CVCs can bring more than capital – they often offer market credibility, channel access, technical resources, and real commercial insight. But there are trade-offs.

Some corporates ask for terms that make future rounds harder (e.g. rights of first refusal, vetoes, or exclusivity). Others may move slowly or have strategic interests that don’t fully align with yours. And while some founders benefit from deep product partnerships, others find themselves navigating internal politics at the parent company.

The key is understanding the CVC’s structure, incentives, and history – and negotiating terms that preserve your ability to raise and operate independently.

If you're considering CVC, we’ve written more about the practical realities in our earlier newsletter: CVC investment into startups – pros and cons.


8. What this means for you

The CVC landscape in 2025 is not an add-on – it’s a primary path to capital. Founders who engage early, understand the incentives, and tailor their narrative stand to benefit.

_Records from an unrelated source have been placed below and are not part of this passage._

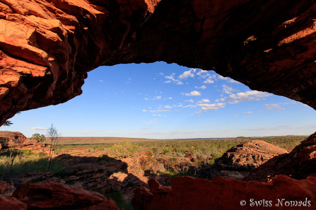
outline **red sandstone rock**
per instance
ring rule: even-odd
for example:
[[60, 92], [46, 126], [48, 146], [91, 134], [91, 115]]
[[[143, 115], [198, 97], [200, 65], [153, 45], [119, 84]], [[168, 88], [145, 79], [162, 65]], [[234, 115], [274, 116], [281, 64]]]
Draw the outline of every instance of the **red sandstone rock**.
[[316, 108], [316, 4], [286, 0], [0, 2], [0, 125], [80, 95], [101, 65], [214, 70]]
[[25, 136], [20, 132], [0, 131], [0, 142], [5, 144], [23, 144], [26, 139]]
[[282, 174], [294, 179], [316, 176], [316, 132], [293, 149], [290, 153], [276, 156], [250, 172], [244, 181], [269, 181]]
[[263, 141], [249, 141], [227, 151], [199, 178], [211, 180], [214, 177], [222, 176], [240, 180], [273, 157], [287, 153], [286, 150]]
[[5, 197], [0, 195], [0, 208], [1, 210], [26, 210], [27, 205], [12, 197]]
[[[279, 175], [265, 183], [219, 177], [210, 181], [186, 176], [172, 178], [170, 182], [169, 188], [152, 181], [149, 183], [150, 190], [143, 187], [134, 190], [134, 209], [316, 209], [316, 178], [313, 177], [297, 180]], [[252, 199], [254, 205], [252, 208]], [[255, 201], [263, 199], [265, 201], [261, 207], [256, 206]], [[242, 200], [246, 202], [244, 206], [240, 204]], [[298, 206], [286, 206], [290, 203], [285, 202], [290, 201], [297, 201]], [[302, 203], [299, 206], [300, 201]], [[303, 206], [304, 202], [307, 206]]]
[[60, 183], [30, 184], [13, 192], [13, 197], [26, 203], [27, 208], [118, 210], [111, 198], [100, 193]]
[[10, 189], [10, 184], [0, 180], [0, 194], [2, 194], [6, 190]]

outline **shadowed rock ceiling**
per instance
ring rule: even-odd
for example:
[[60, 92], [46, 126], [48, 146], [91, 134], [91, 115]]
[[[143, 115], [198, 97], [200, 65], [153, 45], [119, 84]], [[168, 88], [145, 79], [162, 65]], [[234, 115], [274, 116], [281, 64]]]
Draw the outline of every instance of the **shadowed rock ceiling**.
[[312, 1], [0, 0], [0, 123], [80, 95], [102, 65], [214, 70], [316, 108]]

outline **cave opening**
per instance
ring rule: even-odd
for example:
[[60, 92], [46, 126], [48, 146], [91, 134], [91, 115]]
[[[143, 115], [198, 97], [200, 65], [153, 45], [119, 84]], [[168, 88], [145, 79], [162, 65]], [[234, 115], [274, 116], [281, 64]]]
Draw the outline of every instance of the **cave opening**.
[[157, 62], [88, 74], [81, 95], [22, 112], [1, 130], [30, 137], [53, 123], [64, 136], [169, 139], [307, 135], [315, 127], [307, 105], [213, 71]]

Those who ignore it may find themselves shut out of increasingly concentrated capital flows.

This doesn’t mean you should bend your pitch to chase corporate interest. But it does mean you should think carefully about which corporates might view your company as strategically relevant – and how to position accordingly.

Done well, CVCs can bring more than money. They can bring market insight, data partnerships, commercial pilots, and distribution channels. They can also unlock rounds that might not happen otherwise.

But CVCs are not all the same. Some move quickly. Others are slow. Some require internal business unit alignment. Others invest off their own P&L. Some will follow in your next round. Others won’t.

What matters is understanding who you’re dealing with, and building a fundraising strategy that reflects that.

CVC isn’t a silver bullet. But in 2025, it’s no longer a fringe player. It’s at the centre of the funding game. Founders who treat it that way will be better positioned to survive – and scale – in a market where traditional VC funding continues to tighten.